Data Analytics and Big Data Technologies: Why it’s important
Data Analytics and Big Data Technologies: Why is Big Data important?
Managing risk is just part of the daily business of financial institutions.
Now, though, they face an entirely new type of risk: AI model risk.
Are their machine-learning and artificial-intelligence models ready for prime time?
Can organisations let them loose, allowing intelligent technologies to act on their behalf?
Allow them, too, to make decisions that affect their customers?
If a predictive-analytics model is effectively an educated-guess engine, it needs fine tuning.
It needs to up the educated capabilities, reduce the guess factor, and lessen risk.
What is big data analytics?
IBM has formed the Data Science Elite Team to work collaboratively with clients dealing with big data technologies.
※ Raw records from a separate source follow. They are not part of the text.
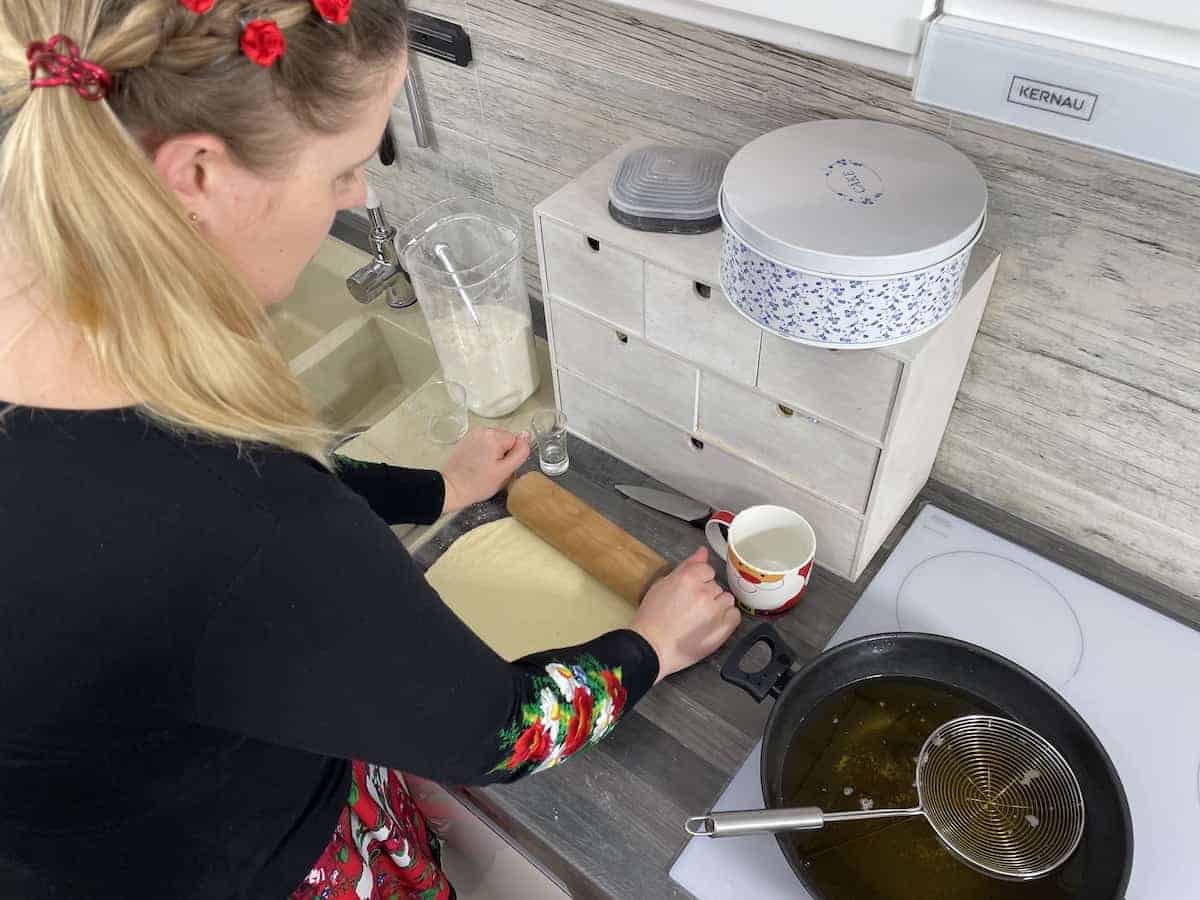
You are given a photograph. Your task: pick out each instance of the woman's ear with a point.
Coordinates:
(190, 166)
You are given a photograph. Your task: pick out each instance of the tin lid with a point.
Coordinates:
(853, 198)
(669, 183)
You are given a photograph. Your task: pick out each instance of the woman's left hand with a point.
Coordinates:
(484, 460)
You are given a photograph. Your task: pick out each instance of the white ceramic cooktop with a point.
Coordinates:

Bringing in expertise, skills, and tools, the Data Science Elite Team goes beyond model building to provide answers to the most salient questions, such as:
How do you operationalise this model?
How do you deploy these models at scale?
How do you make sure that there is no bias in the model?
How can you ensure the models are fair?
Can you explain how the model arrived at a conclusion?
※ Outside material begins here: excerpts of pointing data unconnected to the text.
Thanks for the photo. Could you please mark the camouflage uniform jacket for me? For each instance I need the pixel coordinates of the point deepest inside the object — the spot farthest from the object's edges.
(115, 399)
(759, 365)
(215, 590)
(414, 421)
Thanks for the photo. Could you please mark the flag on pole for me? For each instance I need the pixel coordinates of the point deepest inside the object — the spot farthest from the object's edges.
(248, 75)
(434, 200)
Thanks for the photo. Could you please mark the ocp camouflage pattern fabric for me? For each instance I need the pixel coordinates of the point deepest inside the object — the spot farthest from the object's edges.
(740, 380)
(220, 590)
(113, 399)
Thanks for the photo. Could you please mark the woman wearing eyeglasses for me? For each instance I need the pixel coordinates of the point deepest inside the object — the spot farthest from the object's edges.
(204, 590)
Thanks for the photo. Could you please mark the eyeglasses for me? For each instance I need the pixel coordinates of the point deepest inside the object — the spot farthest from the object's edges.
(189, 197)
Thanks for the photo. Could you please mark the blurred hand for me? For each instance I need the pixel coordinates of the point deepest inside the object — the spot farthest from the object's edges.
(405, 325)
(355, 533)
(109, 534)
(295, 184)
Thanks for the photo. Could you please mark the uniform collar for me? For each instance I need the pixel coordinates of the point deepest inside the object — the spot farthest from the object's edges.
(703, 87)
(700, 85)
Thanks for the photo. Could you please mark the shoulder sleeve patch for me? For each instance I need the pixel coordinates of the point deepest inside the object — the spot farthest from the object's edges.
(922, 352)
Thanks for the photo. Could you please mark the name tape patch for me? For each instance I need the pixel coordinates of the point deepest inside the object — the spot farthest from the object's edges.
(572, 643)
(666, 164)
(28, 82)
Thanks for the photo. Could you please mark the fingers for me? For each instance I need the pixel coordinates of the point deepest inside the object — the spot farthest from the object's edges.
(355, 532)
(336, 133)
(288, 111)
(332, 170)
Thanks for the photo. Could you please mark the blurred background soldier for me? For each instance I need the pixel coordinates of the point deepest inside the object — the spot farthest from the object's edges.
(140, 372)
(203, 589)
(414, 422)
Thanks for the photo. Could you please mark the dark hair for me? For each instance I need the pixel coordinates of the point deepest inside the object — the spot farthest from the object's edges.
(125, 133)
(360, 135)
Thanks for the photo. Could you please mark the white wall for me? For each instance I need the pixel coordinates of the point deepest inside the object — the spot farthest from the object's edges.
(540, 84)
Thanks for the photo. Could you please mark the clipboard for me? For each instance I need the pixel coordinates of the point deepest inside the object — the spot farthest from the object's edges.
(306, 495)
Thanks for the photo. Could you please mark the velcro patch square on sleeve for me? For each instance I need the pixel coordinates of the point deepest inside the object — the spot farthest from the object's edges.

Can Machine and Deep Learning be applied to solve some of these challenges?
Elenita Elinon – one of the leading women in tech
Recognised as being amongst the top 40 of women in tech for her work alleviating risk and fraud, Elenita Elinon is the Executive Director Quantitative Research at JP Morgan Chase.
Under her leadership, the quantitative research team is building a platform called Morpheus. Tied into the investment bank’s risk-management systems, it reduces model risk in trading and other areas.
Through ‘model explainability’ Morpheus can determine how a model arrived at a conclusion.
It can also detect bias or faults in the model and correct them.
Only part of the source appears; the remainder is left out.